Comparison of Hadoop performance on 10GbE, and InfiniBand over IP and HiBD library for native InfiniBand QDR.Summer talks about his deployed Hadoop 10GbE (possibly through a twisted pair). “The ubiquity of Ethernet is a fact that cannot be dismissed, and with platforms such as Hadoop, I tend to say that it is better to rely on technologies that develop network technologies and simplify data transfer (Cloudera Impala, Tez changes in Apache) Hive, etc.). I also firmly believe that the same data from the cache can be used when transferring in more packets, and this optimizes the transfer of my data from the data center to the recipient on that side. ”
RoCE Application
InfiniBand also competes with new technology, which claims to give the same benefits as InfiniBand, but via Ethernet. This is called RDMA over a converged Ethernet network (RDMA over Converged Ethernet - RoCE) and shows faster throughput and lower latency than traditional Ethernet.
Professor Panda’s research team also develops RoCE libraries for switches and Hadoop network devices and software solutions that support memory caching. Mellanox supports both the RoCE protocol and the InfiniBand protocol in its devices.

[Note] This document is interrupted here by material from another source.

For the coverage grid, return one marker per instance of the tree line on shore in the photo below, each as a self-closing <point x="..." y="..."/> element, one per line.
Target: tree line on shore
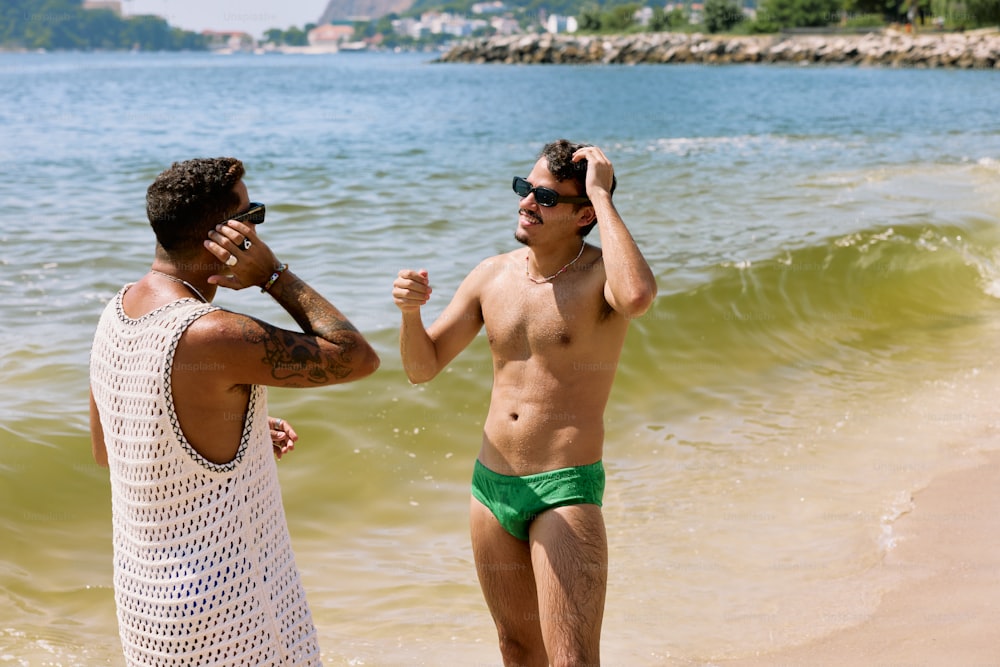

Whatever technology users choose for the connection, Professor Panda advises to think carefully and weigh the pros and cons of the various options - “The question is what quality of routing and control is necessary. If an organization feels comfortable with a good sysadmin who understands Ethernet, the RoCE option is preferable for them. But if some organizations have good competence in InfiniBand, then there can be no agony of choice between InfiniBand or RoCE. ”
The volume of data is growing, and companies need to more quickly analyze this data. This forces them to build new clusters — large and fast — with SSDs and multi-core processors. It becomes obvious that the RDMA approach — or InfiniBand or RoCE — needs to be adapted by large data-intensive organizations.
Related Links:
»
Unravelling Hadoop Performance Mysteries (EnterpriseTech)»
Why Big Data Needs InfiniBand to Continue Evolving»
Hadoop: what, where and why»
The most popular network for supercomputers or Why did we choose InfiniBand?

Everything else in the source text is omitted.